The Australian Securities and Investments Commission (ASIC) has concluded that the growth of high-frequency trading has tapered off. ASCI’s latest review of the practice has concluded “tactical advantages” formerly enjoyed by high-frequency traders have been dissipating as algorithmic execution of trades has become an increasingly mainstream tool.
The corporate regulator this month released the results of a review examining the impact of HFT on the Australian equity market as well the AUD/USD cross rate market.
HFT relies on algorithm-driven systems designed to automatically execute quick trades in an effort to profit from short-term price movements. The 2010 Dow Jones Industrial 'Flash Crash' was blamed on HFT-style trading, leading to the US Securities and Exchange Commission rolling out new rules to address the practice.
ASIC at one stage contemplated introducing a 500 millisecond pause on trades to curb the impact of HFT, but past reviews of the practice by the regulator have concluded that fears about its impact on the Australian market have tended to be overblown. ASIC never moved ahead with the idea.

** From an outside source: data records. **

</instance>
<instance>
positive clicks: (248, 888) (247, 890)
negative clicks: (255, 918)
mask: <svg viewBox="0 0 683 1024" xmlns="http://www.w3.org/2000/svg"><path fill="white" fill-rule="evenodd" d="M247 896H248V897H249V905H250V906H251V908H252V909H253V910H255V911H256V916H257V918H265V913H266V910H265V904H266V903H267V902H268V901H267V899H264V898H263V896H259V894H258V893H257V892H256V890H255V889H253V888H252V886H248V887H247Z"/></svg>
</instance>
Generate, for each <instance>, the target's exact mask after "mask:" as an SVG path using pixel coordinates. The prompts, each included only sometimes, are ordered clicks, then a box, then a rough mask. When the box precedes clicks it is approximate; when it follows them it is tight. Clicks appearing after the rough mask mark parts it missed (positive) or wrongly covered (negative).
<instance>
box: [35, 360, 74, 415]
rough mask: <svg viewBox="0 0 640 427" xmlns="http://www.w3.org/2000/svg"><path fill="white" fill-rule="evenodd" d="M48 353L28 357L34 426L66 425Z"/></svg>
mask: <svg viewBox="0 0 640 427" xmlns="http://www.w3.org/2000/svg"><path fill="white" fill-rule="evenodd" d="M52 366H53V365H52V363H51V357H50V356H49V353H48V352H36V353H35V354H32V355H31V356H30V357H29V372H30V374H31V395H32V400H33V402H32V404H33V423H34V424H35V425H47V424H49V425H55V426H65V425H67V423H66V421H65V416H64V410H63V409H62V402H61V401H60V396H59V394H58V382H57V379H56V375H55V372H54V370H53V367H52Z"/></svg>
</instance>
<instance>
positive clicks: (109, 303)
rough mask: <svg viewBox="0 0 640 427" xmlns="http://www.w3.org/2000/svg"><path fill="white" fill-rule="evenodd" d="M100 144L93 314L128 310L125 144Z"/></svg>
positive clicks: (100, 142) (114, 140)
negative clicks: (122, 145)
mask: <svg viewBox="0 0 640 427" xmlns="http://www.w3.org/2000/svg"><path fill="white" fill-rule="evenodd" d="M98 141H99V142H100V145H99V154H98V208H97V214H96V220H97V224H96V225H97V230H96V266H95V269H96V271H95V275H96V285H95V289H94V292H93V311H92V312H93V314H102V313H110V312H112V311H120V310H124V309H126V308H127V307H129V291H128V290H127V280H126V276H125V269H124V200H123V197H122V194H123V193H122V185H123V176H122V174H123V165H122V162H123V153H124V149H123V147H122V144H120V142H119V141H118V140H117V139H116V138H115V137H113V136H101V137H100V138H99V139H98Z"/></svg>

“These traders are investing in faster technologies and reacting to similar signals,” ASIC found during its latest review of the practice. “Speed of execution gives them a competitive edge, but it is not their only measure of success. High-frequency traders are broadening their trading strategies and increasingly taking on more market risk,” its report states.
The latest review concluded that although high-frequency traders “retain a large presence within the Australian equity market,” their contribution to turnover has weakened.
The level of HFT in equity markets has fallen in the three-year period from March 2015 to March 2018, ASIC found. “A steady downtrend in participation rates has high-frequency trading accounting for 25% of all turnover,” the report states.
In the AUD/USD FX market, HFT peaked at 35 per cent in early 2013, ASIC said, and now accounts for around 25 per cent of all turnover.
“High frequency activity has declined over the past three years but still retains a substantial footprint across our markets,” said ASIC commissioner Cathie Armour.
“This review reinforces the strength of the Australian market structure and the importance of having a varied mix of traders and investors in our markets.”